AS PROTESTS against financial power sweep the world this week, science may have confirmed the protesters' worst fears. An analysis of the relationships between 43,000 transnational corporations has identified a relatively small group of companies, mainly banks, with disproportionate power over the global economy.
The study's assumptions have attracted some criticism, but complex systems analysts contacted by New Scientist say it is a unique effort to untangle control in the global economy. Pushing the analysis further, they say, could help to identify ways of making global capitalism more stable.
The idea that a few bankers control a large chunk of the global economy might not seem like news to New York's Occupy Wall Street movement and protesters elsewhere (see photo). But the study, by a trio of complex systems theorists at the Swiss Federal Institute of Technology in Zurich, is the first to go beyond ideology to empirically identify such a network of power. It combines the mathematics long used to model natural systems with comprehensive corporate data to map ownership among the world's transnational corporations (TNCs).
"Reality is so complex, we must move away from dogma, whether it's conspiracy theories or free-market," says James Glattfelder. "Our analysis is reality-based."
Previous studies have found that a few TNCs own large chunks of the world's economy, but they included only a limited number of companies and omitted indirect ownerships, so could not say how this affected the global economy - whether it made it more or less stable, for instance.
As Thom Hartmann reported a few weeks ago, Four US banks hold a staggering 95.9% of U.S. derivatives: The $600 Trillion Time Bomb That's Set to Explode.

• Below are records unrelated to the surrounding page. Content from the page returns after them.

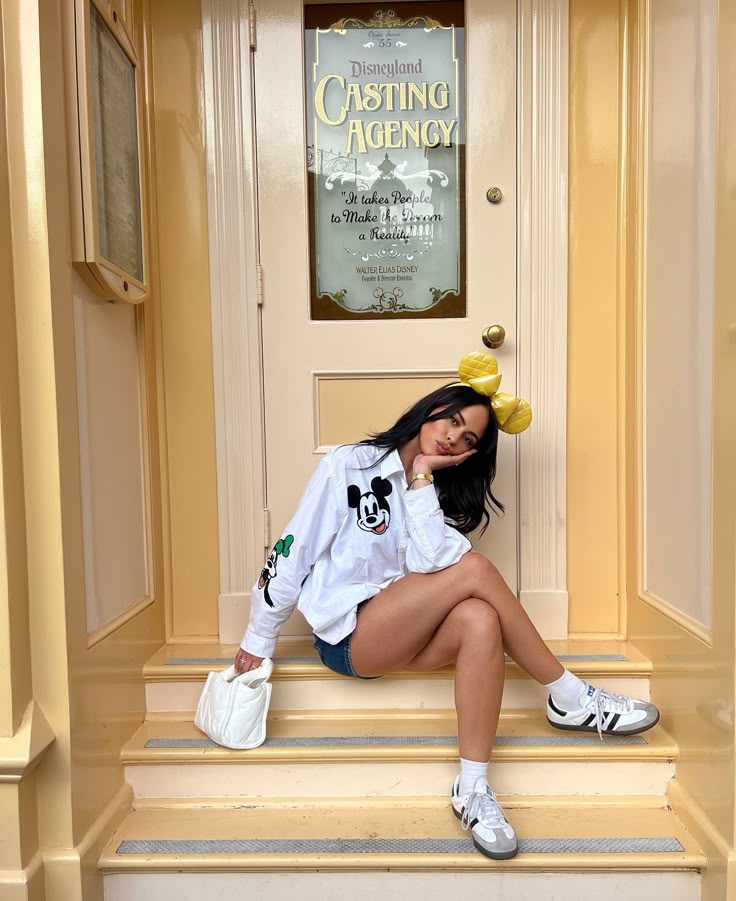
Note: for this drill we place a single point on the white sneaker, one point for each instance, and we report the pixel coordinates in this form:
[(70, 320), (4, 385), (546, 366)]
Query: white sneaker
[(606, 713), (479, 811)]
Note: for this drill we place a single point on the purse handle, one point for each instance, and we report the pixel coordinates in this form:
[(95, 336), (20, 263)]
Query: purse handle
[(254, 677)]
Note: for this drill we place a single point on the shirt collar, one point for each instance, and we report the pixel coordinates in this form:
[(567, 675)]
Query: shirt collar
[(392, 464)]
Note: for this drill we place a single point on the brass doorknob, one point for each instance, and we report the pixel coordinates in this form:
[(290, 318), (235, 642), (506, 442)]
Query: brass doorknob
[(494, 336)]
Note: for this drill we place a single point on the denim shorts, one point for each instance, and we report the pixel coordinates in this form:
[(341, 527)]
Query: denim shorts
[(337, 657)]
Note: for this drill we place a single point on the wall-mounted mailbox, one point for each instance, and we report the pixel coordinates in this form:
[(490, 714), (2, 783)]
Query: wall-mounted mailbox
[(107, 152)]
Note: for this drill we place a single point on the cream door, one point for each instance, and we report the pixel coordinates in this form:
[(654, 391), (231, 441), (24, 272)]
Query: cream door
[(330, 382)]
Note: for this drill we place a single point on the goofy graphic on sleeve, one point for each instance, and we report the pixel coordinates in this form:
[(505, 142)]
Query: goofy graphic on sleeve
[(282, 547)]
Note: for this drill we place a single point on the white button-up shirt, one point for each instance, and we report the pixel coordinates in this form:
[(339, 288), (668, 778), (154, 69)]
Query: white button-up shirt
[(356, 531)]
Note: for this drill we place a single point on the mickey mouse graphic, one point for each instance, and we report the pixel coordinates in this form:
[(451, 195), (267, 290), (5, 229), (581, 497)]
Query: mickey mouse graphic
[(374, 513), (282, 547)]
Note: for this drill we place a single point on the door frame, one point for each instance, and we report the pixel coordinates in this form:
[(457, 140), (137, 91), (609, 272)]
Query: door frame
[(237, 290)]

Obviously, anti-trust actions are desperately needed - and soon - to deal with the monster-beast these banks have become. Last week, a contributor to ZeroHedge noted in The Coming Derivatives Crisis That Could Destroy The Entire Global Financial System:
The amount of money that we are talking about is absolutely staggering. Graham Summers of Phoenix Capital Research estimates that the notional value of the global derivatives market is $1.4 quadrillion, and in an article for Seeking Alpha he tried to put that number into perspective....

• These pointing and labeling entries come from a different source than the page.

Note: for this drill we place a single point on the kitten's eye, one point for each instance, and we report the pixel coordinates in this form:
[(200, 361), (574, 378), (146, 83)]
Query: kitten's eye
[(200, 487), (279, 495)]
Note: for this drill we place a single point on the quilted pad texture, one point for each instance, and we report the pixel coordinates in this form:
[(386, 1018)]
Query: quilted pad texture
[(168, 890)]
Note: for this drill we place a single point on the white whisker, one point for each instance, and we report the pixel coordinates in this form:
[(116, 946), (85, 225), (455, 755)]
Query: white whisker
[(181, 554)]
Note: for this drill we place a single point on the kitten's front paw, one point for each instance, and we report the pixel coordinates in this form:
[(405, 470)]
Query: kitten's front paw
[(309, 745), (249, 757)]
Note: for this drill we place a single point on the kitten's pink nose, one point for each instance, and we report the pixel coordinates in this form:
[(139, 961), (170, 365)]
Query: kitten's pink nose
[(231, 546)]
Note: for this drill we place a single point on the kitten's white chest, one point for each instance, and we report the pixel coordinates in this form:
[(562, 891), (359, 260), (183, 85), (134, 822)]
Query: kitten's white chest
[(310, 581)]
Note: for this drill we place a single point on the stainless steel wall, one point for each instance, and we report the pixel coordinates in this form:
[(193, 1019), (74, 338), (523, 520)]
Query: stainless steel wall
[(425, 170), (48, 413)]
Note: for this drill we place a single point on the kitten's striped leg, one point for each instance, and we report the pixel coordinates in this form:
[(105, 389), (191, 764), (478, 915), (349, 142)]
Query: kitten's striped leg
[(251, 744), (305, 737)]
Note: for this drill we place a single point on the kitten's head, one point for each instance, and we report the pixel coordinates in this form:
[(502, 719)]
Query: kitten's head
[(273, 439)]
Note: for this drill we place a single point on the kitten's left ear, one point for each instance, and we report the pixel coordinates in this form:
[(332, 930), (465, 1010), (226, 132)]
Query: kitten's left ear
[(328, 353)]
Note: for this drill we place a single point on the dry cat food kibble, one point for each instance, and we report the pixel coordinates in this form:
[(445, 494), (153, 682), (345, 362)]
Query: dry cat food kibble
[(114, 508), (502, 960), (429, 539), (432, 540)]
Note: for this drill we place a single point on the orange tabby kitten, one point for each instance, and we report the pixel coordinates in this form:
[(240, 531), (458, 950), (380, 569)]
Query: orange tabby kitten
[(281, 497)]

If you add up the value of every stock on the planet, the entire market capitalization would be about $36 trillion. If you do the same process for bonds, you’d get a market capitalization of roughly $72 trillion.

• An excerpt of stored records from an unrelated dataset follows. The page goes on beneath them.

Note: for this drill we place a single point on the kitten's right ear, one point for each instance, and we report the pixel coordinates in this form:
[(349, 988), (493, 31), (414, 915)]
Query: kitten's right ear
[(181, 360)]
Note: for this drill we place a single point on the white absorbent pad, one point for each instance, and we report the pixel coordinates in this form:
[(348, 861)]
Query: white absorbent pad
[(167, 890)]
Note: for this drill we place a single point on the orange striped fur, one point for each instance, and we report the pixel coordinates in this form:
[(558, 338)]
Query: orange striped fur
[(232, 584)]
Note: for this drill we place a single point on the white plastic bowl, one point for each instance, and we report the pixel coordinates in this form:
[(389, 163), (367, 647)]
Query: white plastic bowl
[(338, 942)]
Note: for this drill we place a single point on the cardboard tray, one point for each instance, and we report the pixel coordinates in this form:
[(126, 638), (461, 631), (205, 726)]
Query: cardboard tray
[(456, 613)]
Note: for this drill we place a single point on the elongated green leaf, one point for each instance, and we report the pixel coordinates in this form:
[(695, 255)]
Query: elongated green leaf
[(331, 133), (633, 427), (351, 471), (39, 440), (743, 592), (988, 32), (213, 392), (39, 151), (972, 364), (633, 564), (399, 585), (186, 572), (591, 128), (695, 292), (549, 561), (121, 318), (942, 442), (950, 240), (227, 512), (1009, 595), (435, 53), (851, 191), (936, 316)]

The notional value of the derivative market is roughly $1.4 QUADRILLION.
I realize that number sounds like something out of Looney tunes, so I’ll try to put it into perspective.
$1.4 Quadrillion is roughly:
-40 TIMES THE WORLD’S STOCK MARKET.
-10 TIMES the value of EVERY STOCK & EVERY BOND ON THE PLANET.
-23 TIMES WORLD GDP.
Modern financial innovation is one genie that MUST be put back in the bottle. Human survival depends on it.

1 comment:

  1. Damn, Tony, I am glad you got to this. I have been sitting on the links to this story for a while, too, waiting to think of something intelligent to write about it.

    I like a LOT about this study but the biggest reason is that it is a computer verification of C. Wright Mill's "The Power Elite." One of the reasons the primitive thinking of neoliberalism took hold in the academic centers of economic thought is that you could dress those ideas with some pretty math. Try throwing math at Institutional Analysis and you will discover it is MUCH harder.

    But the guys in Zurich have done an amazing job of using new and powerful methods to mathematically illustrate something like "The Power Elite." I guess we Institutionalists just had to wait for more powerful computers. And to think I could run the math of neoliberalism on my Mac Performa in 1995.